El Sr. Canuto, quien debe ser diplomático en sus declaraciones, insistió en un solo tema: que los impuestos no deben de afectar negativamente la inversión. En ningún momento se mostró partidario del absurdamente antitécnico impuesto a las “sobreganancias” planteado por Gana Perú. Lo que dijo, cuando se le insistió respecto a la resistencia de parte de inversionistas mineros a dicho impuesto fue: “Lo que se sabe- indicó el vicepresidente del Banco Mundial– es que siempre hay un espacio dentro del cual se puede tener una tributación sin afectar las inversiones” (tal como se puede ver citado en el diario antes mencionado). Para que no quede duda respecto a las declaraciones, nos comunicamos con el Banco Mundial quienes nos verificaron, tras revisar las grabaciones, que no es posición del Banco Mundial, ni en ningún momento, el señor Canuto manifestó su apoyo al impuesto a las sobreganancias mineras.

Para quienes han estudiado con atención el tema de la tributación minera quedan claras dos cosas. Primero, que en el Perú las cargas tributarias y semejantes (regalías, etc.) que enfrentan las empresas mineras son más altas que en los principales países con los que competimos por inversión minera, incluyendo Chile, Australia y Canadá (La tributación minera en el Perú: contribución, carga tributaria y fundamentos conceptuales). Segundo, que la forma en que se establecen las regalías en el Perú lleva a una mala utilización de nuestros recursos mineros y ocasiona que las empresas mineras paguen proporcionalmente menos impuestos mientras mayores sean sus utilidades. Es decir, el peor de los mundos: los impuestos son altos pero son menos altos conforme mayores son las utilidades. Esto se debe a las relativamente elevadas regalías sobre ventas, cuyo efecto es muy fuerte si la rentabilidad sobre ventas es baja, pero se tienden a reducir conforme la rentabilidad aumenta.

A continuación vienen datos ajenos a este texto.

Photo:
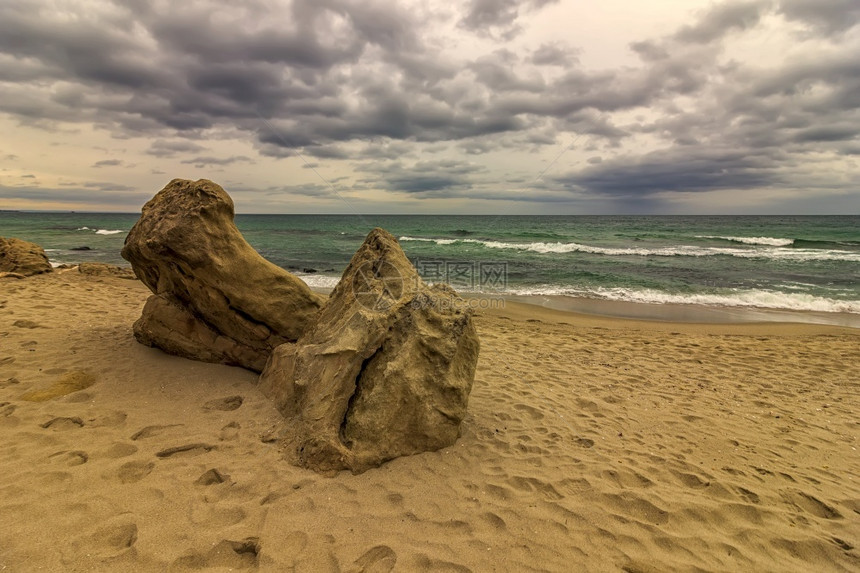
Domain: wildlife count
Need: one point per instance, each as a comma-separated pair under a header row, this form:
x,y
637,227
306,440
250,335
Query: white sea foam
x,y
101,231
319,281
770,241
752,298
680,250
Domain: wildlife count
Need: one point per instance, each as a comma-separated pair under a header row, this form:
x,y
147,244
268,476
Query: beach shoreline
x,y
591,442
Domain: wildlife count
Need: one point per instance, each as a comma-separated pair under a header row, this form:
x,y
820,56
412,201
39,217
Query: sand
x,y
592,444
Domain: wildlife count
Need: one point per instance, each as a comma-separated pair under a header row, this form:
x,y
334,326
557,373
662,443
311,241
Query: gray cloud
x,y
372,85
107,163
201,162
498,17
426,178
162,148
723,18
827,16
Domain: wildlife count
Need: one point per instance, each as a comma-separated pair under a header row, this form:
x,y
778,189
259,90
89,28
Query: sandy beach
x,y
591,444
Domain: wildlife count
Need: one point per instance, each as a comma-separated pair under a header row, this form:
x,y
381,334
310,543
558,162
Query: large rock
x,y
215,298
385,372
22,258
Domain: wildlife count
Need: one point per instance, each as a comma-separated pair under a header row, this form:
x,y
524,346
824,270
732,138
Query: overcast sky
x,y
480,106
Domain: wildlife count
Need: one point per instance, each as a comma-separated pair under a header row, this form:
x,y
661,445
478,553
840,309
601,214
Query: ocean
x,y
776,264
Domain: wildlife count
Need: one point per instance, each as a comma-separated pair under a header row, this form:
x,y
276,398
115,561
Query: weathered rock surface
x,y
105,270
215,298
386,370
22,258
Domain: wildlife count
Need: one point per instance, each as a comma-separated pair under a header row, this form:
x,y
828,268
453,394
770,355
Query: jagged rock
x,y
385,372
105,270
215,298
22,258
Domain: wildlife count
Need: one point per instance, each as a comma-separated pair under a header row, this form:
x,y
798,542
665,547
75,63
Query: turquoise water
x,y
774,262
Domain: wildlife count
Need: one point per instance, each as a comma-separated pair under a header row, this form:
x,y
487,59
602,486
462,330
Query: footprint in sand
x,y
110,540
187,449
227,404
379,559
150,431
810,504
73,458
229,432
119,450
63,424
212,477
131,472
227,554
66,384
26,324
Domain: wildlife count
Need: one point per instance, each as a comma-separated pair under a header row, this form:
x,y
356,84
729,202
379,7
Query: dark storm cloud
x,y
95,193
107,163
423,177
162,148
672,171
349,80
201,162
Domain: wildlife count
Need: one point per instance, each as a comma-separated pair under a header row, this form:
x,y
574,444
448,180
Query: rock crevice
x,y
382,368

Esta situación absurda debe corregirse estableciendo un esquema de regalías cuyas tasas se fijen sobre la utilidad y aumenten con la rentabilidad de la inversión (ver gráfico), tal como es el caso en Chile (donde, sin embargo, la carga tributaria es menor que en el Perú, aún considerando los recientes aumentos en las tasas de regalías chilenas). Nuestro actual esquema de regalías fijadas sobre ventas resulta en que las empresas tienen una carga tributaria muy elevada cuando la rentabilidad es baja y una menos elevada cuando la rentabilidad es alta. Si las regalías se fijan sobre la utilidad operativa (como en Chile) el sistema resulta mucho menos negativo para la inversión, pues la carga tributaria aumenta con la rentabilidad de la inversión y esto incentiva a que se lleven a cabo más proyectos y aumenta la recaudación.
Este esquema de regalías crecientes, y no el absurdo impuesto a las “sobreganancias” es el “espacio dentro del cual se puede tener una tributación sin afectar las inversiones” es al que se refería el representante del Banco Mundial en sus declaraciones. Mejorar la tributación minera y aumentar la recaudación a la vez que se incentiva la inversión es el camino a seguir, en lugar de propuestas demagógicas que acabarían reduciendo la inversión y la recaudación minera.